China’s traditional media face massive shift to digital

Global Business

China’s traditional media face massive shift to digital

Like much of the world, China is undergoing a rapid transformation of its media industry, with traditional platforms shifting to digital.

Major organizations such as Caixin, one of China’s most renowned media groups, are feeling the pressure to diversify to mobile platforms. Caixin’s Associate Managing Editor Huang Shan said that packaging your content the right way is paramount to survival – as readers’ attention spans become shorter and internet habits change.

“Provide very incisive and compact information packages. Make your content more readable; don’t use a lot of jargon, complex words,” Huang explained of their strategy.

More than ever before, social media has handed control back to the public, who can not only choose what media they want to consume, but can play a role in producing it themselves.

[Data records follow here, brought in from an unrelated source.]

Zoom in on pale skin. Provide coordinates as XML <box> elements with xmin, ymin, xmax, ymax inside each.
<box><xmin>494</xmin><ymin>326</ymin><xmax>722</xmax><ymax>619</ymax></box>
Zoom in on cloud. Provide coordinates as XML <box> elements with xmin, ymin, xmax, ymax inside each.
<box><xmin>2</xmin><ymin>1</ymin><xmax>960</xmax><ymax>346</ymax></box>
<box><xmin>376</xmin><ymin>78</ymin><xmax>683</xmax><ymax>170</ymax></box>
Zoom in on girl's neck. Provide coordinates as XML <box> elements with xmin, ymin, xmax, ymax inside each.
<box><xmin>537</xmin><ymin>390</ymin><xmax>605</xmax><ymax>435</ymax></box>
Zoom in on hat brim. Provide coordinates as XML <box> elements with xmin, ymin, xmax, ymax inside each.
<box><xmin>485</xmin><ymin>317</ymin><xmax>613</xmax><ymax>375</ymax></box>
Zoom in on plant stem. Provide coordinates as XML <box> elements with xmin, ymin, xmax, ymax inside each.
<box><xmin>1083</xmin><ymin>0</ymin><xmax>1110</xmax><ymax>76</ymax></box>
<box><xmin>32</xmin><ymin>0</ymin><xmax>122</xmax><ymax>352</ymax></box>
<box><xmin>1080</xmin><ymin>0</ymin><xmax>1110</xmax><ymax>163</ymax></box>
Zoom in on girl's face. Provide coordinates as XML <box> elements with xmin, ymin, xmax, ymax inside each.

China’s major social platform Wechat now has hundreds of millions of followers, with ever more people playing a leading role in media production. That’s a change media groups are hoping to take advantage of.

Shen Qiang, Chief Technology Officer at Microsoft Ventures, said that understanding what customers need is the most important thing. And helping users to find content that’s interesting for them is something a popular news site Today’s Headlines (Jinri Toutiao) has been achieving.

Launched by Bytedance, the company has 300 million users, and more than 30 million of them receive personalized headline pages each day. The company is leveraging user preference data to serve their needs.

“For example, if our system knows you like Yunnan, we can give you a flash deal under the travel story about Yunnan. Information gives us a lot of room for imagination, lots of room,” said Tina Zhao, VP of Bytedance.

Technology and consumers’ changing needs are redefining China’s media industry. Serving up audiences and users with personalized content will certainly create unique competition within the media industry.